« La Russie a entraîné ses missiles à contourner les meilleures défenses ukrainiennes dans leurs dernières secondes – et ils y parviennent. »

La Russie a modifié ses missiles balistiques pour qu'ils plongent et manœuvrent en phase terminale, échappant ainsi aux intercepteurs ukrainiens, un changement qu'un responsable ukrainien qualifie de « tournant décisif ». Après l'un des plus importants bombardements balistiques de la guerre sur Kiev, et alors que la pénurie mondiale d'intercepteurs se fait sentir, les défenses construites localement par l'Ukraine sont encore à des années de leur mise en service, souligne « 19fortyfive » .
Le Premier ministre par intérim a déclaré qu'il s'agissait en réalité de l'attaque la plus importante jamais menée, mais l'armée de l'air ukrainienne (PSU) a indiqué que des totaux combinés de missiles et de drones légèrement supérieurs avaient été tirés contre le pays par le passé.
Comme d'habitude, la principale cible était la capitale, Kyiv.
Andriy Sybiha, qui assure actuellement l'intérim du ministère des Affaires étrangères, a déclaré que la Russie avait lancé « une quarantaine » de missiles.
Ces missiles ont été modifiés afin que, dans leur phase terminale, ils suivent une trajectoire balistique pour compliquer leur interception. Il a déclaré qu'il s'agissait du « plus grand nombre de missiles balistiques déployés depuis le début de la guerre ».
Modification des trajectoires
Le nombre d'interceptions de missiles durant cette guerre a généré un volume de données sur les performances de systèmes de défense comme le Patriot de fabrication américaine qui dépasse celui extrait de tous les conflits précédents réunis.
Les concepteurs de missiles russes ont exploité autant que possible les données qu'ils ont collectées et modifient ces armes afin qu'elles puissent déjouer le système Patriot et d'autres plateformes de défense antimissile.
Selon un rapport d'octobre 2025, leurs modifications ont altéré les systèmes de contrôle des missiles balistiques, de sorte qu'ils ne suivent plus une trajectoire prévisible conformément à leur conception d'origine.
D'après les données disponibles, les forces de missiles russes ont mis au point des méthodes permettant de dévier ces missiles de leur trajectoire de descente normale à l'approche de leurs cibles.
Ces missiles russes plongent ensuite selon des angles prononcés ou effectuent des manœuvres rapides qui « déroutent et évitent » les intercepteurs du système Patriot.
Un responsable ukrainien a qualifié ces modifications de « facteur déterminant pour la Russie ». Au moment du rapport d'octobre 2025, quatre missiles russes Iskander-M ont été tirés et tous ont atteint leurs cibles grâce à ces modifications.
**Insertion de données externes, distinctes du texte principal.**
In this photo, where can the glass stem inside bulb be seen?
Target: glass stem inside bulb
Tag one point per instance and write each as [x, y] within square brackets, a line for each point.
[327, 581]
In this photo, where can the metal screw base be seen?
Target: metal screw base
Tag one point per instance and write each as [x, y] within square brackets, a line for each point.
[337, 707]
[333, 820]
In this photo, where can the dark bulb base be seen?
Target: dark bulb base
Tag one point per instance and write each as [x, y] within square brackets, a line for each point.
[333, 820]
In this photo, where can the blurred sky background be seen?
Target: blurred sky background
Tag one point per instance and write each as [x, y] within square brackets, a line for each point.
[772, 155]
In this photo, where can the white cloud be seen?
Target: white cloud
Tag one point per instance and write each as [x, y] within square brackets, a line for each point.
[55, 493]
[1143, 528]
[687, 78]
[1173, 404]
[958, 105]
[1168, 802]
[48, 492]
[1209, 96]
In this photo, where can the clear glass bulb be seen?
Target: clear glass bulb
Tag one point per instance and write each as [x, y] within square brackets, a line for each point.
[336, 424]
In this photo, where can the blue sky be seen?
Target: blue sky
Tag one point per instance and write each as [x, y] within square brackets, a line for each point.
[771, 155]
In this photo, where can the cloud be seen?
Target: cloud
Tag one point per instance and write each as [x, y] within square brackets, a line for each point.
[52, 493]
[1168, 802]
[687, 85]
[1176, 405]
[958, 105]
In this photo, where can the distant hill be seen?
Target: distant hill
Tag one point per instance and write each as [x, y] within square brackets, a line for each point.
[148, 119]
Le ministère russe de la Défense a affirmé avoir mené une « frappe massive » et a repris la version habituelle selon laquelle il s'agissait d'attaques contre des « installations de l'industrie de défense et des centres logistiques ukrainiens dans la ville de Kyiv ».
Ce qui restera toutefois un problème pour l'Ukraine, c'est la pénurie mondiale de missiles intercepteurs. Selon une longue discussion du podcast quotidien sur la guerre en Ukraine, produit par le Daily Telegraph de Londres, il est peu probable que les livraisons de ces armes augmentent de manière significative, notamment celles des missiles utilisés dans les batteries Patriot.
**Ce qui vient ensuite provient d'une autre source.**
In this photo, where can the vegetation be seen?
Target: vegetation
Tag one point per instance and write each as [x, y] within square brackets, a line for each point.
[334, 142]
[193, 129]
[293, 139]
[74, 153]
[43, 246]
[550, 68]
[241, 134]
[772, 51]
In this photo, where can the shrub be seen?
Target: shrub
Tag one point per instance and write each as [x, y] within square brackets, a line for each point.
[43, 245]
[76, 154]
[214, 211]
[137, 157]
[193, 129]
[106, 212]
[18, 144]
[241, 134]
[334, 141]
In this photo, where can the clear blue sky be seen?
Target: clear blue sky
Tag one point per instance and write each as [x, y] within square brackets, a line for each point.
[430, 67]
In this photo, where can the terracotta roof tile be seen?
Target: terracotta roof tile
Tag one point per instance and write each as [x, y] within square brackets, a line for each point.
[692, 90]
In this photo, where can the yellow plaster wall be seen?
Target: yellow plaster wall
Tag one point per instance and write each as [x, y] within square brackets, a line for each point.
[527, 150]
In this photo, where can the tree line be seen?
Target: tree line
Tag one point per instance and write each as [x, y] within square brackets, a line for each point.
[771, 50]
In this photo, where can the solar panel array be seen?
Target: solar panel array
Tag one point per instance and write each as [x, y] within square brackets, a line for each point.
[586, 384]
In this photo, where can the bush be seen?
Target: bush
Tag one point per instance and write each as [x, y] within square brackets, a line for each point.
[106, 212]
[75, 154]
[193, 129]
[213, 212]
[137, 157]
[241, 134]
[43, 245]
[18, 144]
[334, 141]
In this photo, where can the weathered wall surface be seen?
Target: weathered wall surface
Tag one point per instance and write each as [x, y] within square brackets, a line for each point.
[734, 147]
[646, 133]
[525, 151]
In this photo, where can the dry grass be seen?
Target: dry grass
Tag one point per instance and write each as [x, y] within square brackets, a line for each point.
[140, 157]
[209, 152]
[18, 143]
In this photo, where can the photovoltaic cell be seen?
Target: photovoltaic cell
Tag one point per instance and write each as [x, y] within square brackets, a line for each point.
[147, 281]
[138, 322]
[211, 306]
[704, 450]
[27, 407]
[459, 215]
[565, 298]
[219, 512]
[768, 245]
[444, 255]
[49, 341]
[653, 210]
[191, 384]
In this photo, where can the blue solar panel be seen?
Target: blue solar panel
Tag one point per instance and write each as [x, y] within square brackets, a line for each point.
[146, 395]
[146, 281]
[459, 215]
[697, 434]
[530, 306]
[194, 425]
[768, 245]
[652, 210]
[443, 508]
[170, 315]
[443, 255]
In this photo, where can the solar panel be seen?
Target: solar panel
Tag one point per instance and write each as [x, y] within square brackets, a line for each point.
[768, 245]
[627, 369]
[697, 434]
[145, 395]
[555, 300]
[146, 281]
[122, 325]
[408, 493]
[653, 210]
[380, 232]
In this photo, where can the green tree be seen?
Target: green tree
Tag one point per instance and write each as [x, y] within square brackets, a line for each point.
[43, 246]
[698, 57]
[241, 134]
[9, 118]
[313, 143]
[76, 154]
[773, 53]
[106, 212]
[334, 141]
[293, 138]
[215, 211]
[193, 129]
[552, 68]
L'autre mauvaise nouvelle est que, malgré les promesses faites de fournir les plans permettant à l'Ukraine de fabriquer ses propres intercepteurs Patriot, de nombreux détails restent à clarifier et on ignore également quel modèle, parmi les différents missiles tirés par la plateforme américaine, sera produit localement en Ukraine.
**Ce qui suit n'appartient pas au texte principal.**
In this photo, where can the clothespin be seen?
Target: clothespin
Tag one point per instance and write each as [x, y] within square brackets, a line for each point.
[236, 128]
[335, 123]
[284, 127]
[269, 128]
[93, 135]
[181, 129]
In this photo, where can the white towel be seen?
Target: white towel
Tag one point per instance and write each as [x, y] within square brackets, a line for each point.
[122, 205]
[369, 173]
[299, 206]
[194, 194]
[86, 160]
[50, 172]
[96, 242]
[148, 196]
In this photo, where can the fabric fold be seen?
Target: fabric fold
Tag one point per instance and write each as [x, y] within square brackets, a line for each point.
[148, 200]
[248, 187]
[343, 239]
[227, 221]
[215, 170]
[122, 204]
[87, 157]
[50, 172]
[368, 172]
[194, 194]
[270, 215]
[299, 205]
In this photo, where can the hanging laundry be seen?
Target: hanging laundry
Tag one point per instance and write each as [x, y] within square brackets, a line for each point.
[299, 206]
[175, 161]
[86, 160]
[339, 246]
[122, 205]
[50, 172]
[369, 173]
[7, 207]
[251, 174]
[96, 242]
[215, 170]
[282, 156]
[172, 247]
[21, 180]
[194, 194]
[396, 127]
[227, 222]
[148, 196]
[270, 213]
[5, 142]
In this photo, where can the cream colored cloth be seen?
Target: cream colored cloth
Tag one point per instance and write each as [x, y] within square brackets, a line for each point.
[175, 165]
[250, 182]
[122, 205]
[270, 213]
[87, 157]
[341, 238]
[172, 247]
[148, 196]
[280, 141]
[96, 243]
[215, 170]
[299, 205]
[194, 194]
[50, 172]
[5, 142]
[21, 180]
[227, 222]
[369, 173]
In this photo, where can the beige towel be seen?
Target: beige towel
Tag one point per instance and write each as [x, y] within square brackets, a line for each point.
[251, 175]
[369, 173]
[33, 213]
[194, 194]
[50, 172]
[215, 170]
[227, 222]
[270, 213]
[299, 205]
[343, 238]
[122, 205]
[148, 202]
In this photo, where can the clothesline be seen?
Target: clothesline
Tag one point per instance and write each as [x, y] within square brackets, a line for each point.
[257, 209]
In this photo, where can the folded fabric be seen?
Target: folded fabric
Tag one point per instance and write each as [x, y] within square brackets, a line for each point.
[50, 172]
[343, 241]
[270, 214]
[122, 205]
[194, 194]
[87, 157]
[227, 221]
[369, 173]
Les forces de défense aérienne ukrainiennes ne doivent pas non plus s'attendre à ce que cette chaîne de production démarre de sitôt.
La plupart des estimations actuelles indiquent qu'il pourrait s'écouler deux ans, voire plus, avant que le premier de ces intercepteurs ne sorte d'usine à Kiev. D'ici là, la guerre sera probablement terminée.